Connect $x_i$ to any clause $c_j$ in which $x_i$ appears and $\overline{x_i}$ to any clause $c_j$ in which $\overline{x_i}$ appears. To force an assignment of the variables, we make a diamond ladder-like structure, where $x_i$ and $\overline{x_i}$ are both connected to each of $x_{i+1}$ and $\overline{x_{i+1}}$. $s$ is connected to both $x_1$ and $\overline{x_1}$ and $t$ is connected to both $x_n$ and $\overline{x_n}$. Finally, each $c_i$ is connected to all padding variables $p_j$. I don't have my go-to software for graph drawing handy, so here is an (extremely) crudely-drawn diagram of this construction:
(Note that the $\{P_i\}$ cloud here is just a big set of vertices, and each thick edge from $c_j$ to this cloud represents $c_j$ being connected to each vertex in this set.)
The claim is that in the optimal solution for the min-touching path problem, the number of vertices that will touch the path is $Q + 2n + 2$, where $Q$ is the optimal solution to the MIN-SAT instance.

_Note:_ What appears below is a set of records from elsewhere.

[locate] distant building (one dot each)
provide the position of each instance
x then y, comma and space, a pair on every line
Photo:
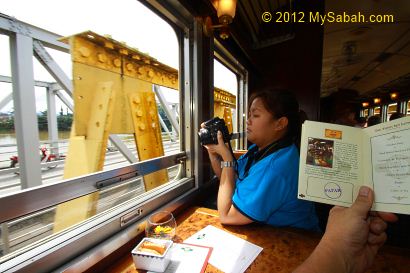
5, 117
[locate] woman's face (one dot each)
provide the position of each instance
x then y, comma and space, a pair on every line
262, 127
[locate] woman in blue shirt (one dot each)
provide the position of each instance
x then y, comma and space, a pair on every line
262, 187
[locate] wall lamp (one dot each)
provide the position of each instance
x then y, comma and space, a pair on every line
394, 95
226, 12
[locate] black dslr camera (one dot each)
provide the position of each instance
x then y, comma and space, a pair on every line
209, 134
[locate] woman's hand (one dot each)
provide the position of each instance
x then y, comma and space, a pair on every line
221, 149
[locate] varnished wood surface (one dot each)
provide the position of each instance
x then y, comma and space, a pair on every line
283, 248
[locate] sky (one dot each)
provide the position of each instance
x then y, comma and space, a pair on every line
129, 22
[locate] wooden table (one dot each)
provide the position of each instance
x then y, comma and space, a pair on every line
283, 248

This is because
- The path needs to start at $s$ and end at $t$, and the best way to do this without collecting all padding vertices is to keep going from $y_i \in \{x_i, \overline{x_i}\}$ to $y_{i+1} \in \{x_{i+1}, \overline{x_{i+1}}\}$ without ever collecting both $x_i$ and $\overline{x_i}$ for any $i \in 1, \cdots, n$ (this is intuitive, as deleting one of the two options from any variable chosen twice yields a valid path with cost no larger than had we kept both in).
- There is a solution of cost at most $m+2$ that goes $s, x_1, x_2, \cdots, x_n, t$, collecting nothing outside of $s$, $t$, $\{x_i\}$, $\{\overline{x_i}\}$, and $\{c_i\}$. Since any $s-t$ path that gets any padding must contain at least $s$, $t$, some $c_i$, some $x_i$ and $x_j$, and all of $\{p\}$, it has a cost of $\geq m+5$, so it is suboptimal. Thus, the optimal solution does not touch any of the padding vertices, so the path must proceed as outlined in part (1).
- Call the variable assignments corresponding to vertices that the path goes through (other than $s$ and $t$) the induced assignment of the path. A vertex $c_j$ is touched iff the induced assignment of the path would satisfy clause $c_j$. Conversely, an assignment of the variables that satisfies $Q$ clauses can be transformed into a path that touches exactly $Q$ of the $c_j$s by looking at the path that induces said assignment.
- Every $x_i$ and $\overline{x_i}$ touches this path, as well as both $s$ and $t$. Together, these contribute $2n + 2$ to the total cost. The rest comes from the $c_i$ that are touched, at a cost of $Q$ in the optimal solution.
Thus, we can check if the MIN-SAT instance has a solution of cost $\leq k$ if the graph we construct has a cost of $\leq k + 2n + 2$ in an instance of your path problem. In particular, we can do this via a Karp-reduction. Thus, the problem as stated is NP-hard.